Clemson saw his potential, too. The Tigers recently have been a recruiting thorn in Nebraska’s side, swiping two targets with late scholarship offers — right tackle Tremayne Anchrum and defensive athlete Isaiah Simmons in 2016. If you saw Simmons dazzle in the CFP semifinal against Notre Dame, you can appreciate what he could have brought to Nebraska’s defense.

So with Clemson trying to take Fritzsche late, Austin doubled down.

“Man, hell no,” Austin said. “That kid’s too good a kid to just not come on the visit. So we’ll host him and show him what our plan is for him. If we can get Ty from out west, if we can get Wandale (Robinson) from Kentucky, let’s shoot our shot.”

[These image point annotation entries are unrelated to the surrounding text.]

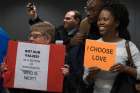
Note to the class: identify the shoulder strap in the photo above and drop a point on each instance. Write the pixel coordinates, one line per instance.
(130, 60)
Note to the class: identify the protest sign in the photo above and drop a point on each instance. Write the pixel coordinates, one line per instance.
(34, 66)
(99, 54)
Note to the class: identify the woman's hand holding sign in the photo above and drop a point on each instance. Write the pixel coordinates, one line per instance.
(119, 68)
(92, 73)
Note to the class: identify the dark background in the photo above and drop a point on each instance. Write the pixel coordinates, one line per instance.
(15, 20)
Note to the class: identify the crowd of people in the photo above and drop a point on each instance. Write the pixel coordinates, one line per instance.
(106, 21)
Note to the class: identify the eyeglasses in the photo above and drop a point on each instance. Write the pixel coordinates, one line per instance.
(92, 10)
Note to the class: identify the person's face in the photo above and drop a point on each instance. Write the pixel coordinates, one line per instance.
(93, 9)
(69, 21)
(38, 38)
(106, 23)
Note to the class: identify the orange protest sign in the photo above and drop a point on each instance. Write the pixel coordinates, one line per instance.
(99, 54)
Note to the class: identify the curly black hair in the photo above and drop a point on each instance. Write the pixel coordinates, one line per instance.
(121, 15)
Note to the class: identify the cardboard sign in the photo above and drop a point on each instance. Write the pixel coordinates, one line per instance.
(34, 66)
(99, 54)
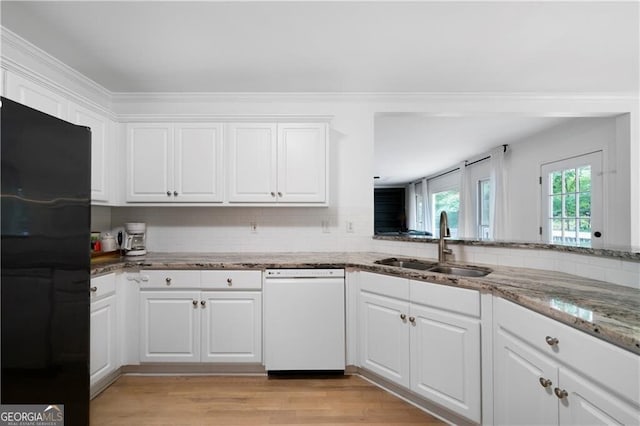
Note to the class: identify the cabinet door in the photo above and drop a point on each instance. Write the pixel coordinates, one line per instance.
(519, 395)
(588, 403)
(99, 156)
(35, 96)
(231, 326)
(170, 326)
(198, 163)
(252, 163)
(150, 163)
(384, 337)
(302, 163)
(445, 359)
(103, 347)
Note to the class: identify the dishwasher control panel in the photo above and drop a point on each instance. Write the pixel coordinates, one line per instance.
(304, 273)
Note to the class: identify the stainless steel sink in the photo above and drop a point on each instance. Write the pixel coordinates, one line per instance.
(406, 263)
(458, 270)
(421, 265)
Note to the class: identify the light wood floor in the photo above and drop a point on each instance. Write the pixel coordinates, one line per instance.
(251, 400)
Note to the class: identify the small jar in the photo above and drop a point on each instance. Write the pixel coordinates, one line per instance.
(109, 243)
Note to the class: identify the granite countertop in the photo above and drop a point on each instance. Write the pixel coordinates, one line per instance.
(608, 311)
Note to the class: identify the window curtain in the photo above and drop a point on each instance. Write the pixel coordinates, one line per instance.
(410, 203)
(426, 204)
(498, 219)
(467, 213)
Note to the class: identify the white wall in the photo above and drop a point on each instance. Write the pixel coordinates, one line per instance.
(352, 170)
(351, 142)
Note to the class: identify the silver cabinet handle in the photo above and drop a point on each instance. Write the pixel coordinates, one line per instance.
(545, 382)
(561, 393)
(551, 341)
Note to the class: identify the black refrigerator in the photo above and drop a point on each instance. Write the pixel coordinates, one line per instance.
(45, 255)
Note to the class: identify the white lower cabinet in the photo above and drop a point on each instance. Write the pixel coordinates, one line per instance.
(424, 337)
(445, 359)
(231, 326)
(103, 358)
(549, 374)
(170, 326)
(384, 337)
(196, 325)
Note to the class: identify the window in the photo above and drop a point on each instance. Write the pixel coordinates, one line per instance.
(571, 206)
(484, 206)
(420, 225)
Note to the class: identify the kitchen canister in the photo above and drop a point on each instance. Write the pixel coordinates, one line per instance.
(109, 242)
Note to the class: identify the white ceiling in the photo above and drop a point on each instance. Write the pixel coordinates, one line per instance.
(337, 46)
(412, 146)
(344, 46)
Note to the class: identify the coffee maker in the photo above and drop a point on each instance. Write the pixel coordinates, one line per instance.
(134, 239)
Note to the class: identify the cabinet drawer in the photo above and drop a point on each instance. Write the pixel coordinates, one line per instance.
(103, 286)
(385, 285)
(169, 279)
(603, 362)
(231, 280)
(454, 299)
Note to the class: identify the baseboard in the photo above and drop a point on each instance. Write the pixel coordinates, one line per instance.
(430, 407)
(97, 388)
(174, 368)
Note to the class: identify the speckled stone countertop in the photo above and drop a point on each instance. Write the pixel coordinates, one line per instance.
(627, 254)
(610, 312)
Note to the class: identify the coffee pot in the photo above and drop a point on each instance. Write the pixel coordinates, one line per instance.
(134, 243)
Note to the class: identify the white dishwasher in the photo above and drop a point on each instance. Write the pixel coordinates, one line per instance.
(304, 327)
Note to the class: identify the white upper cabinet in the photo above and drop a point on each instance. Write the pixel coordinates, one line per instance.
(283, 163)
(302, 163)
(149, 168)
(35, 96)
(251, 169)
(176, 163)
(197, 163)
(100, 134)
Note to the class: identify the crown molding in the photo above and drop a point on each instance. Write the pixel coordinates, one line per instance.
(214, 97)
(225, 118)
(13, 43)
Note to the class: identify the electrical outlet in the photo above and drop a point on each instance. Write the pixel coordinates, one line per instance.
(350, 227)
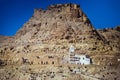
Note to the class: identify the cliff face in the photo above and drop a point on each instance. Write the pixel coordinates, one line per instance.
(45, 41)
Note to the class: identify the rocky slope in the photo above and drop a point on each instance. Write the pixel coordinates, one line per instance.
(39, 50)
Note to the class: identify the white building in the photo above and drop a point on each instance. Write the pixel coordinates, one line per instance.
(78, 59)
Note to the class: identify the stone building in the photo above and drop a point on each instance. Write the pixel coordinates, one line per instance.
(78, 59)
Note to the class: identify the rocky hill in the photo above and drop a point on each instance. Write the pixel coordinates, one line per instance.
(40, 49)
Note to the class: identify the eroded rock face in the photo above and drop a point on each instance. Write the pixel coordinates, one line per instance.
(43, 43)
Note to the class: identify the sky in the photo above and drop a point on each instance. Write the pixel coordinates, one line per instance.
(14, 13)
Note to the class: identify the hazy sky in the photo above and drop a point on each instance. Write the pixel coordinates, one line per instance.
(14, 13)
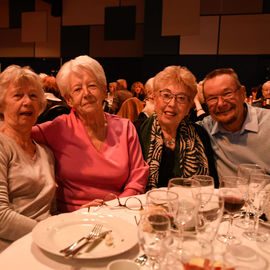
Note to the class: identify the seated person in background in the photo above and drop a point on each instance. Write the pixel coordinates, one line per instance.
(131, 108)
(120, 95)
(137, 89)
(96, 153)
(199, 110)
(55, 105)
(27, 182)
(239, 132)
(264, 101)
(149, 108)
(171, 143)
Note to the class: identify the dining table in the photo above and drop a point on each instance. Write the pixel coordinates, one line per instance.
(30, 252)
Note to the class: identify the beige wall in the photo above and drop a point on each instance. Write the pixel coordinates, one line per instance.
(239, 34)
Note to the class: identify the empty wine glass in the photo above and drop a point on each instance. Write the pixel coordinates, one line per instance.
(165, 199)
(206, 183)
(245, 170)
(206, 187)
(209, 215)
(153, 229)
(187, 189)
(258, 198)
(231, 189)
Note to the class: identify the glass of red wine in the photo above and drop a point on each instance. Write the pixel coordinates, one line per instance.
(232, 189)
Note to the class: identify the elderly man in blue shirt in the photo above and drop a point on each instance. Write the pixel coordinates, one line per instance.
(239, 133)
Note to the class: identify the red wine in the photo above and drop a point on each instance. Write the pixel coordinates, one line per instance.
(233, 204)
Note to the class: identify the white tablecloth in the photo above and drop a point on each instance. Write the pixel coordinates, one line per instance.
(24, 254)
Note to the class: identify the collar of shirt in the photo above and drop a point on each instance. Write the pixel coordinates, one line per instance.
(250, 123)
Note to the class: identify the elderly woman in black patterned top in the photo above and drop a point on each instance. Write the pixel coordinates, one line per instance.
(172, 145)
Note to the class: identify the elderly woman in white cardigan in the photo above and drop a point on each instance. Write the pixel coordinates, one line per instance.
(27, 183)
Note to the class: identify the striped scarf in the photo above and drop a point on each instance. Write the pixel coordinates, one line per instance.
(191, 152)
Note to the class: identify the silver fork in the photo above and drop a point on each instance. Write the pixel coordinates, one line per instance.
(73, 245)
(94, 235)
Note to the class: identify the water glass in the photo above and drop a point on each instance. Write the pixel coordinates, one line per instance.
(153, 229)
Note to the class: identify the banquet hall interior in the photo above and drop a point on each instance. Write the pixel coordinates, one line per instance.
(135, 39)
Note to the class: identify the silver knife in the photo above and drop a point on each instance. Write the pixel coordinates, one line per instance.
(87, 242)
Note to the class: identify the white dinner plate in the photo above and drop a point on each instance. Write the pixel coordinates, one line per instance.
(58, 232)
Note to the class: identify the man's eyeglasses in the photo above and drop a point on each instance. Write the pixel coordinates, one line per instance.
(167, 96)
(228, 95)
(113, 202)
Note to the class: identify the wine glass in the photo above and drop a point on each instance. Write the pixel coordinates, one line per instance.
(153, 229)
(187, 189)
(164, 199)
(206, 187)
(245, 170)
(231, 188)
(258, 198)
(193, 252)
(209, 215)
(206, 183)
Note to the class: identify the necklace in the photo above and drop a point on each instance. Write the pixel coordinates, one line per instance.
(170, 142)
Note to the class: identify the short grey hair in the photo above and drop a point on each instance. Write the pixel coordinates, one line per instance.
(176, 74)
(76, 65)
(15, 74)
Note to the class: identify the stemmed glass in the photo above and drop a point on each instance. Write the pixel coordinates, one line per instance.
(206, 187)
(164, 199)
(245, 170)
(187, 189)
(209, 215)
(258, 198)
(153, 230)
(232, 189)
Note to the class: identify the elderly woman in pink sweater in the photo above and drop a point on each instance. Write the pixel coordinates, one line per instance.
(96, 153)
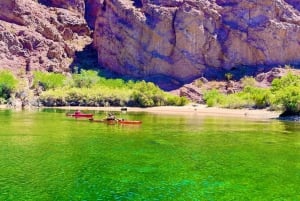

You know how the story ends. Fritzsche picked Nebraska.

What you may have figured — because schools are good at spinning this narrative — is Clemson, in the last 24 hours before signing day, landed a commitment from some other offensive line prospect who took Fritzsche’s spot.

Actually, as Austin understands it, Fritzsche told Clemson no on Tuesday night. Then the Tigers extended a scholarship offer to another tackle. Austin said Nebraska did not have an “offerable” grade on that player. When Austin saw that offer go out, he figured NU had kept Fritzsche in the fold. But he didn’t know for sure until signing day, and Fritzsche was one of the last players to sign.

“He’s going to be a good player,” Austin said. “I’m excited for him. It’s going to be fun.”

Austin now turns his attention to spring football, and he already has plans he’s not ready to divulge for some “shuffling around” of linemen. He’d like to see more players get cross-trained at various positions to create competition. When asked about center — where starters Tanner Farmer and Cole Conrad were seniors — he rattles off the names of Cameron Jurgens, Hunter Miller, Trent Hixson, Will Farniok and AJ Forbes as possibilities. And there may be more.

The line will for sure have more depth, Austin said. And more competitiveness.

“We’re training guys to go out there, execute their blocks and kick people’s ass all over the field,” Austin said. “I don’t care who it is.”